Women in Educational Leadership
The University of Wollongong in Dubai’s Diversity and Equity Committee is delighted to provide professional development opportunities for existing and emerging female leaders in education. Featuring expert leadership advice and inspirational stories of success, the summit promises to offer practical solutions to the unique challenges faced by women seeking to advance their career in education in the Middle East.
Teaching is often perceived as a flat profession. Unlike other professions, veteran educators often find themselves with similar responsibilities as those of newly appointed novices. Tenures for educators often extend much longer than that of administrators who remain in their positions for three to four years and then move on. Educators often hold the academic institution’s memory – they are the custodians of the institution’s teaching and learning culture and therefore, any opportunity that cultivates and encourages their leadership is of utmost benefit to academic institutions as they are in a position to take the long-term view and carry out long-range projects.
Educators are generally leaders, whether within their classrooms, teams, institutions or towards the greater community. Formal leaders fill roles such as chairs and deans. Though all educators do not hold such formal leadership roles, they are informal educator leaders. Some educators are content being informal leaders. Some are not. The way forward for those wishing to become formal leaders is to explore the leadership opportunities available in education to educator leaders.
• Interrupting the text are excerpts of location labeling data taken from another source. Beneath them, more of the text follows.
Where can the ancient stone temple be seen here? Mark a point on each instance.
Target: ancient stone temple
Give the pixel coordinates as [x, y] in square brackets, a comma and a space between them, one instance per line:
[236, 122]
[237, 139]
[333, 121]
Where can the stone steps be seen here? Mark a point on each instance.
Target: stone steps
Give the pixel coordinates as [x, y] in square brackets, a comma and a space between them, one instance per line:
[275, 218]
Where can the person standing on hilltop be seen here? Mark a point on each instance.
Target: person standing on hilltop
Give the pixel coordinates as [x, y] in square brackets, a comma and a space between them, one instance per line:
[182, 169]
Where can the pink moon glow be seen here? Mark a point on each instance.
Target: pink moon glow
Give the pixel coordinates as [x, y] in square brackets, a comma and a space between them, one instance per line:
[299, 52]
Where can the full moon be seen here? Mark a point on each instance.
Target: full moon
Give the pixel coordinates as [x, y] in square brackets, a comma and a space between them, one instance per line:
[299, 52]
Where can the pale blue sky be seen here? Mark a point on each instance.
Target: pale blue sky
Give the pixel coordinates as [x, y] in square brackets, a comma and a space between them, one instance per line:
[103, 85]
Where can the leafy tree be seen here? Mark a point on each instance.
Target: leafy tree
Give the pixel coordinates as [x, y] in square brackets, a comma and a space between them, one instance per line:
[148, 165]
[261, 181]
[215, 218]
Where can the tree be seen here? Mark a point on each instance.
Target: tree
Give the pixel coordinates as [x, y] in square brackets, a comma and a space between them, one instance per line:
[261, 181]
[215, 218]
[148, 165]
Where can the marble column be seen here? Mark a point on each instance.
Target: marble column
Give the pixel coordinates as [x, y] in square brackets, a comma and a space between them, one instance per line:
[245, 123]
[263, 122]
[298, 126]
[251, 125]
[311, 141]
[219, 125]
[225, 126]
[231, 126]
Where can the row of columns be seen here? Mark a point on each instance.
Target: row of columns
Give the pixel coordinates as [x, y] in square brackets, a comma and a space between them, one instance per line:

The UAE ranks as a leader in gender equality in the region through a host of public and private initiatives in areas such as business, military and government. However, women continue to be significantly underrepresented in educational leadership roles across the region. WELS provides the first initiative towards a platform for women to share their experiences and advice on overcoming barriers and challenges. With professional development, certifications, exposure and direction, women educators can maximise opportunities, move to the next level, take on more formal leadership roles such as program directorship, program structuring and heads of section.